Parker Posey and Courtney Cox have excellent chemistry together.
     The people in Scream 3 are attempting to act intelligently, not specifically like they're in a horror movie. If they attempted to act like they were they'd just be insane and this is a trap other franchises have fallen into. I'll address the other elements which make the other two films work in my upcoming reviews but I think Scream 3 comes close to replicating their success.

    Unfortunately, it drops the ball in the third act.

    Scream 3 has a lot going for it with memorable characters, a semi-interesting motivation, and some good laugh out-loud moments. Unfortunately, it lists the qualities of a trilogy and fails to mention one of the worst: excess. A trilogy frequently attempts to imitate what was successful about the first one with half of the passion. I could list some of the examples of this but I'd fall into the same trap as the movie.

    The short version of my feelings are there's too many bodies, too many contrived coincidences, and too much spectacle for a series which relied on dialing it down to greater affect. The first movie accomplished more with its initial victim's death than a half-dozen nameless extras. When people died in Scream 1 and 2 it meant something. Here, the finale of the final act reaches grand guignol proportions of bloodshed. It left me feeling "get it over already" as opposed to tight and tense.

    Part of the problem is, unfortunately, Neve Campbell. Neve's roll is purely perfunctory in the story and could have very easily been deleted without much effect. Which is surprising given the killer's motivation centers around her and she does her best with the material she's given.

Adorable but unnecessary.
      Bluntly, the actual stars of the movie are David Arquette and Courtney Cox. With some tweaking, the movie could have forgone Neve's presence and been the stronger for it. Which is terrible because I love Sidney Prescott and Neve Campbell both. A good part of the movie's plot also depends on a silly plot device I felt annoyed the movie had to resort to.

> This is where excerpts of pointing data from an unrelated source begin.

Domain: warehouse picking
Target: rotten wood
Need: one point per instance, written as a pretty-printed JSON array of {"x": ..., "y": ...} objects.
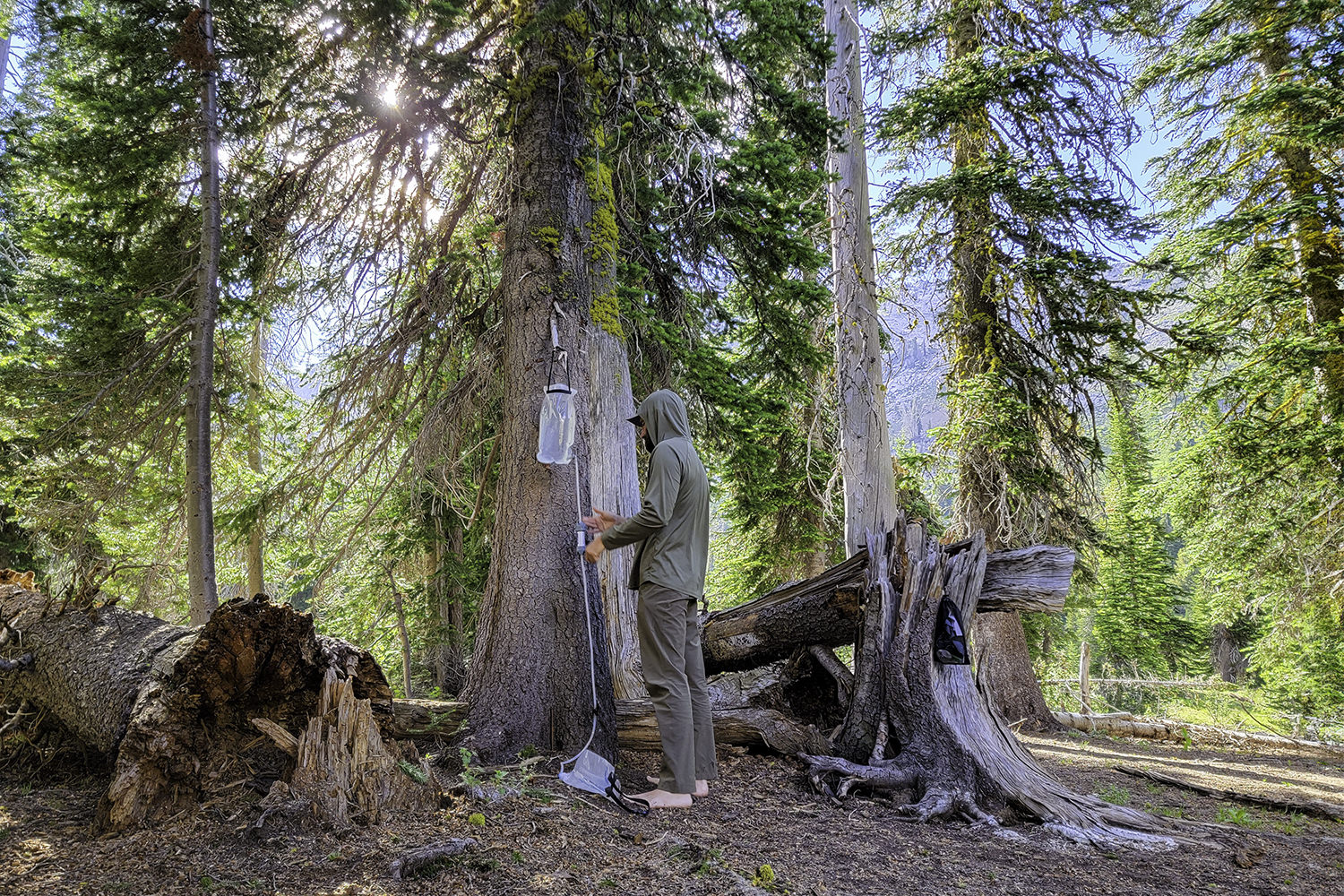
[
  {"x": 421, "y": 857},
  {"x": 171, "y": 707},
  {"x": 827, "y": 610},
  {"x": 935, "y": 729}
]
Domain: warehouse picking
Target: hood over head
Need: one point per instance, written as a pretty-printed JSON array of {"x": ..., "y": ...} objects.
[{"x": 664, "y": 414}]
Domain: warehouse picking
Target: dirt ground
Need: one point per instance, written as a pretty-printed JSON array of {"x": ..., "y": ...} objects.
[{"x": 761, "y": 831}]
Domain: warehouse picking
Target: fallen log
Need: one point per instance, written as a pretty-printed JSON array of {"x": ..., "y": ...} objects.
[
  {"x": 919, "y": 723},
  {"x": 1314, "y": 807},
  {"x": 747, "y": 712},
  {"x": 172, "y": 708},
  {"x": 827, "y": 608},
  {"x": 1124, "y": 724}
]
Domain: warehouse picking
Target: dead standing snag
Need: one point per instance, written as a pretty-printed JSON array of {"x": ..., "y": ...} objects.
[{"x": 918, "y": 726}]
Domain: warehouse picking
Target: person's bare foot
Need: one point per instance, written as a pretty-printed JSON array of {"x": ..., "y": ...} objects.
[
  {"x": 702, "y": 788},
  {"x": 664, "y": 799}
]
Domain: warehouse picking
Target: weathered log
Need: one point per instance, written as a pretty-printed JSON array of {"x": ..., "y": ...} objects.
[
  {"x": 1124, "y": 724},
  {"x": 827, "y": 608},
  {"x": 172, "y": 707},
  {"x": 1314, "y": 807},
  {"x": 820, "y": 610},
  {"x": 930, "y": 731},
  {"x": 747, "y": 712}
]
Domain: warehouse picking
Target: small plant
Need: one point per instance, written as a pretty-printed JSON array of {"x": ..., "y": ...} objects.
[
  {"x": 1236, "y": 815},
  {"x": 709, "y": 864},
  {"x": 470, "y": 777},
  {"x": 765, "y": 877},
  {"x": 1115, "y": 794}
]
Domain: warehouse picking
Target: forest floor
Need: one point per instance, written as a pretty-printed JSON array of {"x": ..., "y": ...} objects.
[{"x": 760, "y": 831}]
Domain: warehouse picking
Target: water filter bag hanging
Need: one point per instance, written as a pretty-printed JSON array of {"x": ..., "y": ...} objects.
[{"x": 556, "y": 435}]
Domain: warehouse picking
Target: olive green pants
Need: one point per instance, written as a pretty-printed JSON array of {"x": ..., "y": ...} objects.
[{"x": 674, "y": 672}]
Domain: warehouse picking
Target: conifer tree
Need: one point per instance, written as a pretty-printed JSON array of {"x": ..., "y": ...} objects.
[
  {"x": 1019, "y": 124},
  {"x": 1136, "y": 592},
  {"x": 1254, "y": 214}
]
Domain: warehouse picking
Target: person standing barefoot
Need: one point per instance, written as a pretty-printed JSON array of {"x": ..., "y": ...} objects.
[{"x": 672, "y": 533}]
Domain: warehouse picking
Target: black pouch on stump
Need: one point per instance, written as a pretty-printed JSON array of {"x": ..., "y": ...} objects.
[{"x": 949, "y": 637}]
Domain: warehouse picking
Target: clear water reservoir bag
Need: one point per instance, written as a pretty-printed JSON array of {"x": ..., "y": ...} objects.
[{"x": 556, "y": 437}]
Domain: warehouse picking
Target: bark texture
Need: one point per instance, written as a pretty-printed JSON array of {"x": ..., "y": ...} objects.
[
  {"x": 201, "y": 386},
  {"x": 174, "y": 708},
  {"x": 615, "y": 485},
  {"x": 870, "y": 489},
  {"x": 929, "y": 729},
  {"x": 529, "y": 680}
]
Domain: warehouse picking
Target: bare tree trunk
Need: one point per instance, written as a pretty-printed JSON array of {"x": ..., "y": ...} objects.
[
  {"x": 201, "y": 514},
  {"x": 402, "y": 633},
  {"x": 615, "y": 482},
  {"x": 255, "y": 373},
  {"x": 870, "y": 495},
  {"x": 527, "y": 685}
]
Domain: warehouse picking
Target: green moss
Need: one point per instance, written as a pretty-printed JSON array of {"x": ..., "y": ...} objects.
[{"x": 604, "y": 242}]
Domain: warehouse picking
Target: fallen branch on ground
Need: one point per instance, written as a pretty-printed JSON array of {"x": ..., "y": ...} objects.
[
  {"x": 1126, "y": 726},
  {"x": 1314, "y": 807}
]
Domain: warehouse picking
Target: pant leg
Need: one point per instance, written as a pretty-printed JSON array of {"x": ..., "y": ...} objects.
[
  {"x": 702, "y": 716},
  {"x": 661, "y": 627}
]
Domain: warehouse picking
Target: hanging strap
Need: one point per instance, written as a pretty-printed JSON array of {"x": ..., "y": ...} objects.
[{"x": 633, "y": 805}]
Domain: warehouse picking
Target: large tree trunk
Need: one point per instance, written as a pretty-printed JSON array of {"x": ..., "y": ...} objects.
[
  {"x": 870, "y": 492},
  {"x": 201, "y": 514},
  {"x": 529, "y": 681},
  {"x": 926, "y": 728},
  {"x": 615, "y": 482},
  {"x": 174, "y": 708}
]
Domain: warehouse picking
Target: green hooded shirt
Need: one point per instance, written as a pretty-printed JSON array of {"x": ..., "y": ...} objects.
[{"x": 672, "y": 527}]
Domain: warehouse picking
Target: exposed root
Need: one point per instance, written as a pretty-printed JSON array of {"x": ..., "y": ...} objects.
[{"x": 422, "y": 857}]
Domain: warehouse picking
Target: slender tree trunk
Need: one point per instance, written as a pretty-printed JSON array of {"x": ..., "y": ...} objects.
[
  {"x": 615, "y": 479},
  {"x": 1003, "y": 664},
  {"x": 529, "y": 681},
  {"x": 451, "y": 651},
  {"x": 201, "y": 514},
  {"x": 402, "y": 634},
  {"x": 865, "y": 445},
  {"x": 255, "y": 573}
]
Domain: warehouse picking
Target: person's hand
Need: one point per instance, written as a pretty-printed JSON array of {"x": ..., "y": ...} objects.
[{"x": 601, "y": 520}]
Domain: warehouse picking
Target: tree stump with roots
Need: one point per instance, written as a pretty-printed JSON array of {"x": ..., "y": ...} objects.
[
  {"x": 919, "y": 727},
  {"x": 180, "y": 712}
]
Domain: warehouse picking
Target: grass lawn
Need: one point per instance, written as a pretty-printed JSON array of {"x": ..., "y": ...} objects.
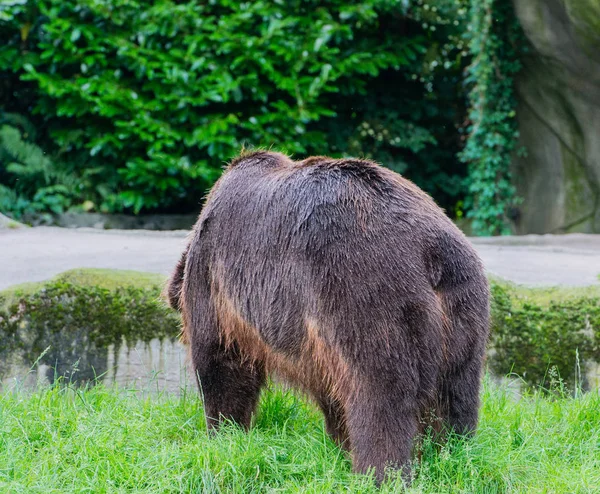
[{"x": 103, "y": 440}]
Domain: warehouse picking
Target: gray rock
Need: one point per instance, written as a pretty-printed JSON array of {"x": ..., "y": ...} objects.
[
  {"x": 6, "y": 222},
  {"x": 559, "y": 117}
]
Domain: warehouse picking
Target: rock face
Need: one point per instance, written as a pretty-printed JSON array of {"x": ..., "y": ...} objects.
[{"x": 559, "y": 117}]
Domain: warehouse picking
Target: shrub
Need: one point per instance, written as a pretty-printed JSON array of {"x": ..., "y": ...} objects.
[{"x": 539, "y": 337}]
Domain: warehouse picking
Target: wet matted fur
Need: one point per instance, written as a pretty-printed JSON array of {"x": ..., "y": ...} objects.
[{"x": 346, "y": 280}]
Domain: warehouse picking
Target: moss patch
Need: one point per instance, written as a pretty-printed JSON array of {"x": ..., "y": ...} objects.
[{"x": 109, "y": 279}]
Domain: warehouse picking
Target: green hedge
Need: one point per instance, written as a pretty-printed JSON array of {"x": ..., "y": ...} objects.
[
  {"x": 539, "y": 334},
  {"x": 138, "y": 103},
  {"x": 545, "y": 334}
]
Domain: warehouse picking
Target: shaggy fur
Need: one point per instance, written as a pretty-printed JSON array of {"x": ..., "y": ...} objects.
[{"x": 344, "y": 279}]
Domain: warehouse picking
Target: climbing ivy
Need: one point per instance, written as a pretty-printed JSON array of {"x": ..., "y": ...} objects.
[{"x": 496, "y": 42}]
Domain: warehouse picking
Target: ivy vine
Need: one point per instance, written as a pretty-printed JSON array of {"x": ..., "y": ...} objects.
[{"x": 496, "y": 43}]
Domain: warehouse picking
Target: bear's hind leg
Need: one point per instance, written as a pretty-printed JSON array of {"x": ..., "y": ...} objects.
[
  {"x": 335, "y": 420},
  {"x": 382, "y": 423},
  {"x": 230, "y": 384},
  {"x": 461, "y": 381},
  {"x": 460, "y": 396}
]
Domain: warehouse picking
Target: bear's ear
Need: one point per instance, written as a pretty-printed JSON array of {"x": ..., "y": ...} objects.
[{"x": 259, "y": 158}]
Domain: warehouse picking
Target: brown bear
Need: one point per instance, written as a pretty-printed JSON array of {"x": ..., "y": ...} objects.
[{"x": 344, "y": 279}]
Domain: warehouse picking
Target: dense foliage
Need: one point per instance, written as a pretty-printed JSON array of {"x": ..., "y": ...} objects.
[
  {"x": 119, "y": 105},
  {"x": 141, "y": 103},
  {"x": 544, "y": 341},
  {"x": 496, "y": 42}
]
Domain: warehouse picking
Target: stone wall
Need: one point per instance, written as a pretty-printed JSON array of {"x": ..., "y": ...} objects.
[{"x": 559, "y": 117}]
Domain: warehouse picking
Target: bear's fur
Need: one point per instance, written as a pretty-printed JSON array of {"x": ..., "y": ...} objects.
[{"x": 344, "y": 279}]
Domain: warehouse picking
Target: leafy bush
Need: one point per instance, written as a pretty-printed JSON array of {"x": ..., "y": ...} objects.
[
  {"x": 536, "y": 338},
  {"x": 148, "y": 99},
  {"x": 496, "y": 42}
]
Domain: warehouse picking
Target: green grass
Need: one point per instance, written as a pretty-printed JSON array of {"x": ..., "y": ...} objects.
[
  {"x": 102, "y": 440},
  {"x": 544, "y": 295}
]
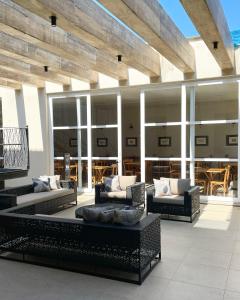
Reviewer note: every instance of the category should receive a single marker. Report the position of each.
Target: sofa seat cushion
(120, 195)
(43, 196)
(178, 186)
(125, 181)
(174, 199)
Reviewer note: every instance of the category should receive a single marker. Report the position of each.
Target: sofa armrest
(150, 190)
(192, 199)
(98, 189)
(136, 193)
(69, 184)
(7, 200)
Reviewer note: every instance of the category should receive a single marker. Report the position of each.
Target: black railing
(14, 148)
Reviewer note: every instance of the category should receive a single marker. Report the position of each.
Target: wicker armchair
(134, 195)
(187, 205)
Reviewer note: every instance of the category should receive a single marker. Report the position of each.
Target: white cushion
(125, 181)
(43, 196)
(119, 194)
(173, 199)
(162, 187)
(53, 181)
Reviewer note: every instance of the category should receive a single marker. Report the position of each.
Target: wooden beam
(10, 84)
(31, 54)
(148, 19)
(18, 22)
(37, 72)
(16, 77)
(90, 22)
(208, 18)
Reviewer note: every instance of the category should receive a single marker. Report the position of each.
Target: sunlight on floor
(217, 218)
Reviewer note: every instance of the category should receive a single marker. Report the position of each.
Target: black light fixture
(53, 21)
(215, 44)
(130, 126)
(119, 57)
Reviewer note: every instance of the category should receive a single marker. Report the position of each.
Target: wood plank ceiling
(86, 41)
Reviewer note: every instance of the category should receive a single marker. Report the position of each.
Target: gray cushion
(120, 194)
(125, 181)
(162, 187)
(94, 213)
(54, 181)
(40, 185)
(179, 186)
(106, 216)
(173, 199)
(43, 196)
(128, 216)
(112, 184)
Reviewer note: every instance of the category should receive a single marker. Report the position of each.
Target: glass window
(217, 178)
(163, 106)
(157, 169)
(163, 141)
(64, 112)
(66, 141)
(104, 142)
(217, 102)
(104, 109)
(218, 140)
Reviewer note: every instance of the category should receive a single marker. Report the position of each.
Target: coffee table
(79, 211)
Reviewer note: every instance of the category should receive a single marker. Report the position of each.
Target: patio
(199, 261)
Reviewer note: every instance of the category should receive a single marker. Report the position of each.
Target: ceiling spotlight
(119, 57)
(215, 44)
(53, 21)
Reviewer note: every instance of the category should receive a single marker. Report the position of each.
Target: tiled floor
(199, 261)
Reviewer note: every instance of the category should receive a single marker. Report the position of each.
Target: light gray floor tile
(202, 274)
(209, 258)
(166, 268)
(182, 291)
(229, 295)
(235, 261)
(233, 282)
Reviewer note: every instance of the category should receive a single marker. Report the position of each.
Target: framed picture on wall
(201, 140)
(231, 140)
(164, 141)
(131, 141)
(102, 142)
(73, 142)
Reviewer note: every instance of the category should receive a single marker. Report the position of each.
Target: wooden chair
(214, 184)
(175, 170)
(114, 169)
(74, 171)
(128, 171)
(201, 179)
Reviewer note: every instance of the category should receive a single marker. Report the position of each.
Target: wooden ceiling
(87, 40)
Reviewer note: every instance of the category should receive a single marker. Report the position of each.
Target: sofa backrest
(125, 181)
(178, 186)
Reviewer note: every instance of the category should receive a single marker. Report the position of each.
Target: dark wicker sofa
(115, 251)
(10, 197)
(189, 206)
(134, 195)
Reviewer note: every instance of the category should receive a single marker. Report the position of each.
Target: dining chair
(201, 179)
(175, 170)
(128, 170)
(214, 184)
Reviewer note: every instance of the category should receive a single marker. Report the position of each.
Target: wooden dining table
(99, 172)
(133, 165)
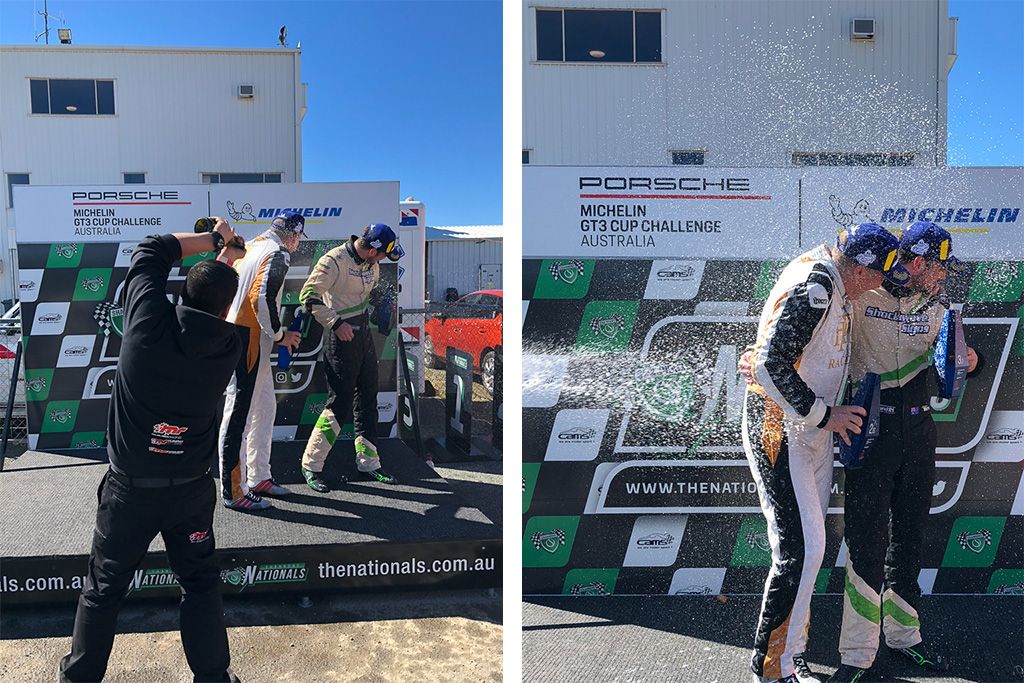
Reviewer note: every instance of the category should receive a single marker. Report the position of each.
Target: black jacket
(174, 365)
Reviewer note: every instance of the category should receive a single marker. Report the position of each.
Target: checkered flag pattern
(101, 313)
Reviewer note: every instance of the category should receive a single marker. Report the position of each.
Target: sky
(412, 90)
(986, 84)
(409, 91)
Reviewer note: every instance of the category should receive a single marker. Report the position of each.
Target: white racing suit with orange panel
(800, 365)
(250, 408)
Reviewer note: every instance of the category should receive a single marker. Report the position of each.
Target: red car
(473, 324)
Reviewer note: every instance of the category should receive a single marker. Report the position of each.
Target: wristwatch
(218, 241)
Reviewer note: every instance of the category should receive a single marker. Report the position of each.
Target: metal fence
(12, 406)
(454, 356)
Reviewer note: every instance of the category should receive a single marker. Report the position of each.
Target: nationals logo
(199, 537)
(549, 541)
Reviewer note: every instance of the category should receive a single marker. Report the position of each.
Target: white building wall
(177, 116)
(457, 263)
(750, 82)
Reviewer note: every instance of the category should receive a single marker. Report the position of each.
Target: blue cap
(933, 242)
(873, 247)
(289, 221)
(382, 238)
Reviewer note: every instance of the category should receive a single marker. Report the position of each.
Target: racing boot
(315, 481)
(803, 672)
(848, 674)
(923, 656)
(269, 487)
(369, 463)
(248, 503)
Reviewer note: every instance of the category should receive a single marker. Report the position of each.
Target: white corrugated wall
(750, 82)
(177, 116)
(457, 263)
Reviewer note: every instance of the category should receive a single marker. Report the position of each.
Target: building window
(612, 36)
(853, 159)
(241, 177)
(72, 96)
(14, 179)
(687, 158)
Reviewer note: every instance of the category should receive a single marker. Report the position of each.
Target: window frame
(702, 153)
(814, 159)
(204, 175)
(95, 95)
(662, 11)
(10, 186)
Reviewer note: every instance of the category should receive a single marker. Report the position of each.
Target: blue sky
(408, 91)
(986, 84)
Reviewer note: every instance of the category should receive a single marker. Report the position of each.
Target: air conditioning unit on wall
(862, 30)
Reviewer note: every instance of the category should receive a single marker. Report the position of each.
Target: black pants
(351, 380)
(887, 507)
(127, 520)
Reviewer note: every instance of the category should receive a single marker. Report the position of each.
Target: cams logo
(93, 284)
(69, 251)
(607, 327)
(1005, 435)
(591, 588)
(199, 537)
(976, 542)
(677, 272)
(150, 579)
(857, 215)
(577, 435)
(245, 213)
(36, 385)
(252, 574)
(999, 273)
(110, 316)
(549, 542)
(567, 271)
(759, 541)
(668, 396)
(655, 541)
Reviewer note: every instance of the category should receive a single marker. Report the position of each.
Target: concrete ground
(449, 636)
(702, 639)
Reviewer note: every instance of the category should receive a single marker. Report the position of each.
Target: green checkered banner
(75, 246)
(634, 476)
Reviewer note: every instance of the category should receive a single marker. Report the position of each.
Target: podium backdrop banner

    There's some genuinely good moments in this movie: Parker Posey is tremendously entertaining, Carrie Fisher makes a splendid cameo, and the death scenes are spectacular. There's a particularly effective moment where Lance Henriksen's character talks about how young women were lured to the casting couch during the height of his career only to have it sometimes go "too far." Courtney Cox and Parker Posey manage to convey a lot with only a disgusted look.

    I could go on but, ultimately, I think the movie is worth watching but could have been much better. It's particularly frustrating because it comes within spitting distance of being a really-really good movie. Like a fumbled touchdown, it's more frustrating than a movie which never really approaches greatness.